Toll road approved to cut through Split Oak Forest

The state wildlife agency entrusted with managing Split Oak Forest decided Wednesday to lift protections shielding the 1,700-acre conservation property, clearing the way for the Central Florida Expressway Authority to build its preferred route for a toll road across the publicly-owned lands.

Meeting in Daytona Beach, the Florida Fish & Wildlife Conservation Commission voted 6-1 to set aside objections of environmental groups and accept a deal negotiated by its staff that allows the road-building authority to cut through the forest in exchange for $43 million and a 1,550-acre land donation.

“It’s not as pristine as you think it is,” commission chairman Rodney Barreto said to an audience composed mostly of opponents to the deal, describing development that includes homes, a high school and an industrial park pushing up against the forest. “I’m starting to think this is a great deal for Fish & Wildlife.”

After the vote, boos and shouts of “shame” came from the audience.

The wildlife panel’s vice chairman, Steven Hudson, president and CEO of a family-owned company which has developed over 4,000 apartment and condominium units in Florida, including some in Orlando, cast the lone vote against lifting the conservation protections.

The vote culminated one of the most divisive and consequential environmental battles Central Florida has seen in years. Split Oak advocates had hoped the wildlife agency would steer the proposed toll road, State Road 534, around a forest created 30 years ago with a pledge to preserve it forever.

All but one of the 40 people who addressed the wildlife board Wednesday pleaded for them to reject the deal with the expressway authority and side with the forest’s many advocates.

Among those who came to the defense of the forest were representatives of the League of Women Voters of Orange County, the Florida Wildlife Federation, the Gopher Tortoise Council, the Wildlife Research Alliance and the United States Association of Reptile Keepers, all nonprofits that spoke up on behalf of wildlife.
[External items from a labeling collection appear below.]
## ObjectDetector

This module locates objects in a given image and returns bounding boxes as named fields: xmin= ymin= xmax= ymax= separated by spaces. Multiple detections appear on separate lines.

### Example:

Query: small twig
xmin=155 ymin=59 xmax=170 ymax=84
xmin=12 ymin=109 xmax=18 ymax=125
Some advocates even chastised commissioners for looking at their phones while the public addressed them.

Debbie Rambis, an Osceola County resident and Split Oak defender, said she didn’t see expressway officials at the meeting.

None spoke.

“So I feel like this is a done deal,” Rambis said before the vote. “I hope that I’m wrong.”

Others fretted that opening Split Oak for a road would imperil other conservation lands.

“I think you guys have negotiated a really good deal and I think it sets a really bad precedent,” said Travis Thompson, a Polk County sportsman whose social-media pages describe him as a conservationist and a duck rancher. “But, man, my gut says I don’t like it.”

The lone voice speaking in favor of the road before the vote was Chuck Echenique, executive director of The Future of Hunting in Florida. [He made reference to the fact that the cut-through will occupy just 60 of the forest’s acres, while cleaving another 100 acres from the rest of Split Oak.

“I’m having a hard time understanding why people consider this such a travesty. Anytime we can pick up 1,500 acres for the loss of 60, I’d be all for it,” he said, drawing some groans from the crowd. “It seems like, at least to me, this is a fight at all cost for a very few.” Audubon Florida has also spoken favorably of the land deal, though it did not send a representative to the Wednesday meeting.

The route for the toll road preferred by expressway leaders extends east from near Orlando International Airport across the forest’s southern edge, then further east to vast swaths of land in Orange and Osceola counties that is marked for residential and commercial projects of Tavistock Development Co. and The Church of Jesus Christ of Latter-day Saints, which owns 300,000 acres.

Cash offered for Split Oak Forest road deal is tripled to $43 million

The development partners previously had pledged to donate 1,550 acres of undeveloped forest and wetlands adjoining Split Oak to offset environmental harm to the forest from the intrusion of the road. That land contains cypress swamp and longleaf pine forest as well as an abandoned citrus grove and former cattle pasture that are ripe for restoration.

Then, in an agreement revealed Tuesday, the expressway authority pledged $23.9 million for the restoration and management of those acres in Orange and Osceola counties, another $1.25 million to improve forest entrances and “amenities,” and $18 million more to buy additional, unspecified wildlife corridor conservation lands. That pledge tripled the amount of cash offered earlier.

Orange County Mayor Jerry Demings, who serves on the expressway’s governing board, said he had hoped for a decision that would have no impact on the forest. “However, I do believe the negotiated $43 million and 1,550-acre land donation will help to preserve the integrity of this vital green space for our community and ensure the acquisition of additional preservation lands in Central Florida,” he said.

Valerie Anderson, a founder of Friends of Split Oak and a leading opposition voice, said she had no clear next step in mind for fighting the expressway, but her group brought a stenographer to produce a transcript of the meeting, perhaps signaling a legal challenge.